The online version of this article (doi:10.​1186/​1757-1146-7-15) contains supplementary material, which is available to authorized users.
Paul D Tinley, Karen Eddy contributed equally to this work.

Competing interests

The authors declare that they have no competing interests.

Authors’ contributions

All authors contributed equally to this publication. All authors read and approved the final manuscript.



There has been limited literature indicating that podiatrists’ health may be at risk from exposure to human nail dust. Previous studies carried out in the UK have shown that large amounts of dust become airborne during the human nail drilling procedure and are present in the air up to 10 hours after a clinical session. This increases the risk of Respiratory Tract (RT) infection for the practitioner.


This study used a nasal swabbing technique and fungal culture to determine whether podiatrists (n = 50) had the same microbes present in their nasal cavities as non-podiatry health professional control group (n = 45). All swabs were cultured, counted and identified for each subject. Survey data of use and type of nail drill, type of mask used and frequency of change over a two week period.

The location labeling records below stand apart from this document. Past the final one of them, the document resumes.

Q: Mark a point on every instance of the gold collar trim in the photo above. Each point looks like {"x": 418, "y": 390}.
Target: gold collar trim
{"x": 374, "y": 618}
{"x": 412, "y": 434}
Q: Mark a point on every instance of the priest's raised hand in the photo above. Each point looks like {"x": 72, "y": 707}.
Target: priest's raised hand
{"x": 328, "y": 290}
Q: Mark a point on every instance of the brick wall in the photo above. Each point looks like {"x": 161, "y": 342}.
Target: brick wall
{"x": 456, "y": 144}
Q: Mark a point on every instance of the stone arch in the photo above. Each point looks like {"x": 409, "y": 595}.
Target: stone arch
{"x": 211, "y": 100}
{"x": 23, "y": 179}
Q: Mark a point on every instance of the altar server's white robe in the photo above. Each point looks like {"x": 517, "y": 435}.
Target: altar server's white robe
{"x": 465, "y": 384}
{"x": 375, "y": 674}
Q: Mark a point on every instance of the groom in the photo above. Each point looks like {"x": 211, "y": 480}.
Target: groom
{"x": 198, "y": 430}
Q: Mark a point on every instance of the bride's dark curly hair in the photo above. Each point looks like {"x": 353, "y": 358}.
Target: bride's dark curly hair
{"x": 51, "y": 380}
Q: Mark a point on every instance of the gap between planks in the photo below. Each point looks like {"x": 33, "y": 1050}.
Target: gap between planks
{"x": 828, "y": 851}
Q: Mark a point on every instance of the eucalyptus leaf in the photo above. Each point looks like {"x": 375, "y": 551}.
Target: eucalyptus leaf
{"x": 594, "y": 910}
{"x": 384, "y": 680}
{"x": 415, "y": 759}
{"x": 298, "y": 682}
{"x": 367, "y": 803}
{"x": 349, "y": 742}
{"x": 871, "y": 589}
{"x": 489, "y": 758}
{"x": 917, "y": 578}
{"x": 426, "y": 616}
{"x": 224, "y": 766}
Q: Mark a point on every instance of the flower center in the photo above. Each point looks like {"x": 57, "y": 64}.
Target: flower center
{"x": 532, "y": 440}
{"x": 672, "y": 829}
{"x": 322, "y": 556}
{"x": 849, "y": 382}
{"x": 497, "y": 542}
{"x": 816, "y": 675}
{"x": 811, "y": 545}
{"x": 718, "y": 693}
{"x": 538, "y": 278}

The results showed podiatrists had a greater range of microbes in their nasal cavities although the controls had greater overall numbers of organisms. The known pathogen and common mould, Aspergillus fumigatus was ost commonly found fungus within the podiatric group with 44% of the group having the fungus present. All nail drills used by the podiatrists had some form of dust extraction (except one). Of concern was 17% (n = 8) of the podiatrists did not use a mask at all whilst drilling and seemed unaware of any infection control issues. Simple disposable masks were the most frequently worn with only half being changed after each patient further increasing the cross infection risk


The high levels of Aspergilus contamination is a significant finding in the podiatry group as this fungus is small enough to enter the tissue of the nasal cavity and as a small particle will stay airborne in the room for up to 16 hours. Aspergilus has been shown to cause brain and soft tissue tumours in extreme cases. The high levels of upper respiratory track problems reported in the literature may well be caused by this fungal agent. The non use and use of inappropriate masks by podiatrists is clearly an occupational hazard to their health and well being.